Miral, a novel written by Rula Jebreal and made into a film by American filmmaker Julian Schnabel, is the story of a young girl’s coming of age–physically, emotionally and politically–in a Jerusalem of the 1980s, which finds itself smothered with student demonstrations, violent resistance, and unrelenting occupation alongside everyday uncharted life.
After the tragic death of their mother, Miral and her younger sister, Rania, are put in Hind Husseini’s school for young girls. The girls visit their father, an imam at al-Aqsa, as well as spend their summers with him. The school becomes a second home for the young girls as they find themselves trying to deal with the seemingly worsening political situation in the Occupied Territories and also with life’s daily hurdles and occasional struggles.
Miral becomes increasingly involved with the political resistance, particularly the Popular Front for the Liberation of Palestine, much to the dismay and worry of her family and her school. Her impulsive nature, immature experience and resounding passion for her people put herself, her family, and the her fellow students in constant danger. Ultimately, Miral is forced to make a decision having to choose between joining the resistance movement and continuing her education. She pursues studies to use her mind and ability as forms of resistance– to be, as Husseini says to Miral, “future women leaders of Palestine, not martyrs.”

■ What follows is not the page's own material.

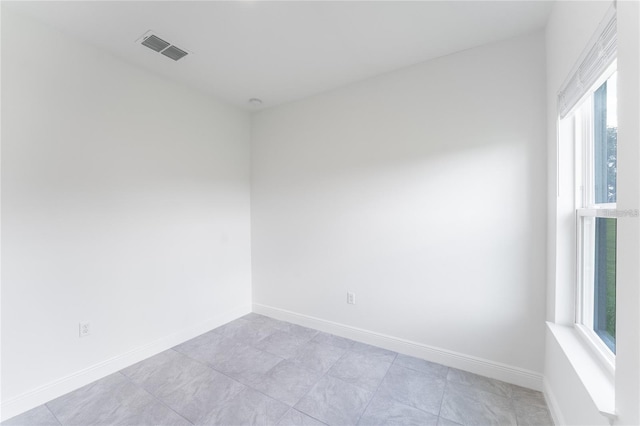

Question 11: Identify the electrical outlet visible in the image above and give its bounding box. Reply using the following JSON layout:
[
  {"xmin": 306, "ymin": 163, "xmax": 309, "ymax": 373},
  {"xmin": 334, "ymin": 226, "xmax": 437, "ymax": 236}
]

Despite some memorable characters and moments, as well as the (ultimately brief) acknowledgment of Hind Husseini’s work and life, the books fails to be anything more than, as the Omar El-Khairy notes in a review of the film, “Palestine as Hollywood fantasy.” While the film is markedly different from the novel in many ways, El-Khairy’s critiques remain as relevant as for the book as they do for the movie. The book is written to be a film seemingly more about sexually adventurous, politically aggressive and unorthodox Palestinian Muslim women who stand against the almost invariably abusive, rigidly-traditional minded men who try to exert certain sort control over the various women in the novel, as opposed to a novel about the Palestinian experience, during the volatile period of the Intifada, especially for young women.